Come and get em. Update to this story. It still needs a third reading to become final.
Via Daily Camera:
The Boulder City Council voted unanimously Tuesday night to advance a ban on the sale and possession of assault weapons, bump stocks and high-capacity magazines in the city.
In recent weeks, the terms and scope of the council’s proposed ban have been hotly debated, including at a multi-hour public hearing before the council April 5, during a street protest on Broadway and through hundreds of emails to the council from citizens.
What the council voted for on Tuesday is not final. In order to be adopted as law, it will need to be voted on again at a third reading that will likely take place in the next few weeks.
It will become effective as soon as it’s adopted. At that point, according to rules the council has agreed on, citizens who own bump stocks will have to get rid of them within 30 days of adoption.
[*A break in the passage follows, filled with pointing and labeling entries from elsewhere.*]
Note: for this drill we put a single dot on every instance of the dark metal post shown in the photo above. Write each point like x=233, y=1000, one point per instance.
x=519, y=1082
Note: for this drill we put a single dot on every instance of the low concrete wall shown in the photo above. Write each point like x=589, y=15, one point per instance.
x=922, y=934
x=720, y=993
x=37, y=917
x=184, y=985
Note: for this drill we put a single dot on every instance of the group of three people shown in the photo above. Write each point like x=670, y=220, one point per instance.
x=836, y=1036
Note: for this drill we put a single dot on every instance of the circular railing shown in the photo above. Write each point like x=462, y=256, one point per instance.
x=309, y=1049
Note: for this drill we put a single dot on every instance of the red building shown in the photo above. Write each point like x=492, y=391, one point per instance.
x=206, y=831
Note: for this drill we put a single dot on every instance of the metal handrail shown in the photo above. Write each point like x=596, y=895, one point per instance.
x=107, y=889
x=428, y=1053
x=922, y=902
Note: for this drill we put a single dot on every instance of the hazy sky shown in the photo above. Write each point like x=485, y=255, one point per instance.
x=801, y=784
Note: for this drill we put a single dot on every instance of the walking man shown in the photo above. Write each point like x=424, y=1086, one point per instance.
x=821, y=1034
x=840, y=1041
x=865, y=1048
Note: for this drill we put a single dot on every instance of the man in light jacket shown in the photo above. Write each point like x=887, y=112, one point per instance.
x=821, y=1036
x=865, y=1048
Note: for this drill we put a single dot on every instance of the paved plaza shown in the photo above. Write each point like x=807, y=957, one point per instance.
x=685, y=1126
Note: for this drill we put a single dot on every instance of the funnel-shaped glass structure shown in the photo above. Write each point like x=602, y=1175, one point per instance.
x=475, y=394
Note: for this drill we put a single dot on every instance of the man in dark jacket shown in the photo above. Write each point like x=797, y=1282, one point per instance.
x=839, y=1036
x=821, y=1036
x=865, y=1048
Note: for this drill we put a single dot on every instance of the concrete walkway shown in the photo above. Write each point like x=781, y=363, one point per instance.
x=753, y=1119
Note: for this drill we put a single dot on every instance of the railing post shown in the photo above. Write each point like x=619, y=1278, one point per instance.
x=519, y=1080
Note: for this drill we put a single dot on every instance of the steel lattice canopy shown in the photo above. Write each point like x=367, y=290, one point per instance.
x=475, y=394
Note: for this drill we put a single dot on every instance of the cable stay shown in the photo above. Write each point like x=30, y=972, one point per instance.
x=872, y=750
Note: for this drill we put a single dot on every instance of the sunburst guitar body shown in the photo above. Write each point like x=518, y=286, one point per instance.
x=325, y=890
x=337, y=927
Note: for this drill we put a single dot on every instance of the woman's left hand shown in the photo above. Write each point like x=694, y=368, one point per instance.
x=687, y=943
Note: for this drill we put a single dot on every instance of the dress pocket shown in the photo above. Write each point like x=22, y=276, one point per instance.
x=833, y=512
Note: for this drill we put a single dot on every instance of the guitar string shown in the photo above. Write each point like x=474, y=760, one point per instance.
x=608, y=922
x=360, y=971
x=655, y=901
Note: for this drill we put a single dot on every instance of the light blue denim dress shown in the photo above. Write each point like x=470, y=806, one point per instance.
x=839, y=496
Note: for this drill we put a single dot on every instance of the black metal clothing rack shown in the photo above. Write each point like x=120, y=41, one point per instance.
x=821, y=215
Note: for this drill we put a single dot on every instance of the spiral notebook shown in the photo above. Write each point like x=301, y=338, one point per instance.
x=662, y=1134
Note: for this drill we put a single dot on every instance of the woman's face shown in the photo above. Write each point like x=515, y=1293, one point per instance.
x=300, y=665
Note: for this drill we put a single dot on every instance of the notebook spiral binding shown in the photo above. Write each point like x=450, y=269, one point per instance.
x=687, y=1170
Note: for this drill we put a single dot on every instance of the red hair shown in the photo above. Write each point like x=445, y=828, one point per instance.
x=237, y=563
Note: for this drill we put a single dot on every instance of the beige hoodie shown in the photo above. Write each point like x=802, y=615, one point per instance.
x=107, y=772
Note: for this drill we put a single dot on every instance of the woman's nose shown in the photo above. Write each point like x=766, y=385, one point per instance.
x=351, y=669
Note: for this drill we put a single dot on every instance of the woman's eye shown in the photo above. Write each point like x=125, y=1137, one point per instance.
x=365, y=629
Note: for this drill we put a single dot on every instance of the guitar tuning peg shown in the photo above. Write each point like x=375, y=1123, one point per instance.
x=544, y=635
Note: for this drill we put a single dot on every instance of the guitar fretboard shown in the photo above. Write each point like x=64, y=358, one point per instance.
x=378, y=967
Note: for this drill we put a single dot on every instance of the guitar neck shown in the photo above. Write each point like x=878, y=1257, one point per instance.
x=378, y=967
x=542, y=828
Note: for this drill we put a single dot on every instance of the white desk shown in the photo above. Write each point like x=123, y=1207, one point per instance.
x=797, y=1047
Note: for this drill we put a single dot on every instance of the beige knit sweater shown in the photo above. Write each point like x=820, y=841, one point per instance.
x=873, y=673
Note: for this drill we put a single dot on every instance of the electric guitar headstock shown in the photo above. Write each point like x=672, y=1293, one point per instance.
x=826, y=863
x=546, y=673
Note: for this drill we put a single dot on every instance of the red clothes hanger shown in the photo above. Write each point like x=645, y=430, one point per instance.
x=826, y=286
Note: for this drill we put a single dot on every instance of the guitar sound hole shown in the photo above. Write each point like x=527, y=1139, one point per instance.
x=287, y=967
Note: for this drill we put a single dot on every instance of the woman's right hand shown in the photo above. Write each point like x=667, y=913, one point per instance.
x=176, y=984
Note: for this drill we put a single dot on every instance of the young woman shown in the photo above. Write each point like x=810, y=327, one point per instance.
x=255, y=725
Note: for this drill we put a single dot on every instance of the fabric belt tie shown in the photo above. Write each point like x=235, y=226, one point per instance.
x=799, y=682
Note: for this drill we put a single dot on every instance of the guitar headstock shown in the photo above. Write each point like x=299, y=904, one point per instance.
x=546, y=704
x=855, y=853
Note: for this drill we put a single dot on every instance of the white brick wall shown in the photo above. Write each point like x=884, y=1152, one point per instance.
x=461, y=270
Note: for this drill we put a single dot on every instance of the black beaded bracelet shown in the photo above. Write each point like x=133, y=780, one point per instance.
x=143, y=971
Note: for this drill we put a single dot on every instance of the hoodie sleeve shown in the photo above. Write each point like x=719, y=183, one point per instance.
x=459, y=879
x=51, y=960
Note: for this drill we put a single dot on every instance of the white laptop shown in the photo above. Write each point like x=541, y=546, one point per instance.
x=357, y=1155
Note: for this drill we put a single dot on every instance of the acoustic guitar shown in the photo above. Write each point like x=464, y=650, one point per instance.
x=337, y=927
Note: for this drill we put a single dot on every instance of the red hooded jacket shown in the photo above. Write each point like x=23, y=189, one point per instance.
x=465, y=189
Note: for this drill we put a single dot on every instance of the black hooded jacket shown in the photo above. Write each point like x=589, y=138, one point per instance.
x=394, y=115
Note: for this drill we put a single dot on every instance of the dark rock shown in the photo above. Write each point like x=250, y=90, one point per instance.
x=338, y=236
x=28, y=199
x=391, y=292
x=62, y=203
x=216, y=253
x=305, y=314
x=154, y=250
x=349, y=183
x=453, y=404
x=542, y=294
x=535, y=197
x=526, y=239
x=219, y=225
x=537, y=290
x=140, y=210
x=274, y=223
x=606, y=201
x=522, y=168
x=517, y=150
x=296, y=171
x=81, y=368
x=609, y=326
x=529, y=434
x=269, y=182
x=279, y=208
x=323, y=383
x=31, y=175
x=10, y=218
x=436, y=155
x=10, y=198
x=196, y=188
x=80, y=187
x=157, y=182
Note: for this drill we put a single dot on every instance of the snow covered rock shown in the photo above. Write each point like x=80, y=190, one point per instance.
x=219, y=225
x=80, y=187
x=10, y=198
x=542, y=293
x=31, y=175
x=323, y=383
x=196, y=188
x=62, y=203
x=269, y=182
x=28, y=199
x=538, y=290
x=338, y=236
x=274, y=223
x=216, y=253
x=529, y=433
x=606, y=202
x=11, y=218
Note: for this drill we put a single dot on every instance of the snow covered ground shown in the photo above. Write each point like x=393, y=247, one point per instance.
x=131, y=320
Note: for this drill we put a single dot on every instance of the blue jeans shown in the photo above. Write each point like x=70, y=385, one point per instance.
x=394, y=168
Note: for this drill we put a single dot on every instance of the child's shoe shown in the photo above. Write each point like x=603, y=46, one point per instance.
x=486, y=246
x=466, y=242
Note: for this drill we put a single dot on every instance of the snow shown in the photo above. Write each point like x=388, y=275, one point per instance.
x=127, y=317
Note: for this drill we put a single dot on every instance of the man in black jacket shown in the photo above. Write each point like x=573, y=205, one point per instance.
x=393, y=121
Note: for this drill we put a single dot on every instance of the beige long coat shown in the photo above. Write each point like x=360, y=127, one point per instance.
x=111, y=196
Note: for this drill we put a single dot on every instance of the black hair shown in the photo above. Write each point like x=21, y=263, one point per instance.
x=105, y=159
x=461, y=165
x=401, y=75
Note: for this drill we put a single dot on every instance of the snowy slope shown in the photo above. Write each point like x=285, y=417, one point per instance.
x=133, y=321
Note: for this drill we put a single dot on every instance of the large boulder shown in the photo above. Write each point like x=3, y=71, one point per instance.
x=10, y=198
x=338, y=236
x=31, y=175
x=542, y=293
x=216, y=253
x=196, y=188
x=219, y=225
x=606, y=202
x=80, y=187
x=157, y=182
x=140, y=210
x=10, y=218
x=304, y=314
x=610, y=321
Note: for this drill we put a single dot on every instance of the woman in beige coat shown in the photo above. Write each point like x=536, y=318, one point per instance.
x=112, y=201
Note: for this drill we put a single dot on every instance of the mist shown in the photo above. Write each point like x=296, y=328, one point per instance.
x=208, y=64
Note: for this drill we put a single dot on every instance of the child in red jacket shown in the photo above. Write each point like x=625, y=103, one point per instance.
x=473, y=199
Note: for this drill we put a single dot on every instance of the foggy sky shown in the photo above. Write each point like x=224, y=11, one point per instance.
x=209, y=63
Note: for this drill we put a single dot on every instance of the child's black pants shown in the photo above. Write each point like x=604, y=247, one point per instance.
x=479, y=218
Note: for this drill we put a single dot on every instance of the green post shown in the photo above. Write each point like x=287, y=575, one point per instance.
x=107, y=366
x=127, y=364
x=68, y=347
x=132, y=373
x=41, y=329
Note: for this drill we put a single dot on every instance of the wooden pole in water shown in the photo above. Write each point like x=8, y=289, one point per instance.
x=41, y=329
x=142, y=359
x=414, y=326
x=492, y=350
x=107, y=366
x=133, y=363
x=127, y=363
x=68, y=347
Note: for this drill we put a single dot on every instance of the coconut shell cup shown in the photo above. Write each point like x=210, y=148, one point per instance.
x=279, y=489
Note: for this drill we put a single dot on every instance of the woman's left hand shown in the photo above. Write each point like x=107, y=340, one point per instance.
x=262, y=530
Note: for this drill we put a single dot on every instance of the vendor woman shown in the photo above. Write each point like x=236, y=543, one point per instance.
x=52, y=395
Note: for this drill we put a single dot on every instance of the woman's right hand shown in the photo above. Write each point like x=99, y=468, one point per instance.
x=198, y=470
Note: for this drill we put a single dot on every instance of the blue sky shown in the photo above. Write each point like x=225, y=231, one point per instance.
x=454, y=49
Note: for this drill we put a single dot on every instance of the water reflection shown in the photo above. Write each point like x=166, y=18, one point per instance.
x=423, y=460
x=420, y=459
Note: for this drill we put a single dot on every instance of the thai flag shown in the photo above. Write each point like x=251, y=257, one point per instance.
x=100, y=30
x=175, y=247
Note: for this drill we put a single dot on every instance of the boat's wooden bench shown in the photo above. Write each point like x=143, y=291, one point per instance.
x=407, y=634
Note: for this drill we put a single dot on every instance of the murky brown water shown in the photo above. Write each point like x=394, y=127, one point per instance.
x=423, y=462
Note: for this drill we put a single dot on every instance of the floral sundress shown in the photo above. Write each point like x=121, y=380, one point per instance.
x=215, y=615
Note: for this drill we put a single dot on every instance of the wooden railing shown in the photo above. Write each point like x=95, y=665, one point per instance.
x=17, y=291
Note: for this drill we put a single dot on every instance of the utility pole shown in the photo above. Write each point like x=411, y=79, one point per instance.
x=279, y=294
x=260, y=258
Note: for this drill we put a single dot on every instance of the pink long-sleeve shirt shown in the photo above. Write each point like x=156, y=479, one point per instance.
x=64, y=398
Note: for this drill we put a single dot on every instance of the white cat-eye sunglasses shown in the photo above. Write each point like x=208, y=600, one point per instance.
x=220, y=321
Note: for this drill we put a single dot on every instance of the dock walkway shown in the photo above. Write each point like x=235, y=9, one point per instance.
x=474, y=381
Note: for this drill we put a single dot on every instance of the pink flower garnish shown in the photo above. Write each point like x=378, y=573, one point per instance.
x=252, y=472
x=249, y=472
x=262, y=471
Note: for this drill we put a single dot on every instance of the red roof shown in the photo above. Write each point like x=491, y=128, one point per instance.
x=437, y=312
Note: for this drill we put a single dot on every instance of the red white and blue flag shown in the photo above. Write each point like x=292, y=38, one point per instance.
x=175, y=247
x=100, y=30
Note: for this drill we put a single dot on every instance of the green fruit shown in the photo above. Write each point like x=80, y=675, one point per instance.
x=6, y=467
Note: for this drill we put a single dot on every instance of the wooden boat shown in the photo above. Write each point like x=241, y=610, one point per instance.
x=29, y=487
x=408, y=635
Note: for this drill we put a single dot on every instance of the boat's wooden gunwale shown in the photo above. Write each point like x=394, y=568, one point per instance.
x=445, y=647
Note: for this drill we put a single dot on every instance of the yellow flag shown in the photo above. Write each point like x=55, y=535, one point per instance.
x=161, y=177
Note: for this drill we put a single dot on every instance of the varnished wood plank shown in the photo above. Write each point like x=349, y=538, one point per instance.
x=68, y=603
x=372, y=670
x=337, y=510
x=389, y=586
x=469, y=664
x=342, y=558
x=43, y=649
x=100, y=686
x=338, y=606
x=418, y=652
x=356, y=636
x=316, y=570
They’d have to get rid of magazines with the capacity to hold 10 or more rounds by Dec. 31.
After lengthy deliberation, the council landed on a law that is in some ways stricter than what City Attorney Tom Carr originally drafted, with many fewer exemptions than might have been included.
Assault-style weapons, under a specific and technical definition Carr has written, could not be sold or possessed under this law.
Once the law is formally passed — and assuming the language within it doesn’t change by the third reading — there will be exemptions only for police, federal officers and military personnel.
Though there was some debate on this matter, a majority of the council seemed to believe that the spirit of the law should be to rid Boulder of AR-15-style weapons, and that broad exemptions — for concealed carry permit holders, for example — could undermine that aim.
“I think, by and large, we’re focused on a type of weapon to keep it out of civilian society,” Mayor Suzanne Jones said. “Seems to me if you’re in the military or you need (an assault weapon) for your duties, that makes sense. I’m not sure, if you don’t need it for your duties, why you should have it.”
The council talked at great length about whether gun owners who acquired their assault weapons prior to the new law’s effective date should be required to register those weapons with the city’s police department.
There is great concern among some about the prospect of gun owners having to be listed on any city registry. Many have already threatened to protest the law, including the registration aspect of it.
“I will not comply,” read signs waved by some in the audience at Tuesday’s meeting.
After much conversation, the council seemed to agree to a paper registration system gun owners would have to get certificates for their weapons from the Boulder Police Department and keep their assault weapons and certificates together at all times.
Police would keep no formal record through registry, however.
Owners who purchased their weapons prior to this law’s effective date would have until Dec. 31 to claim their certificates.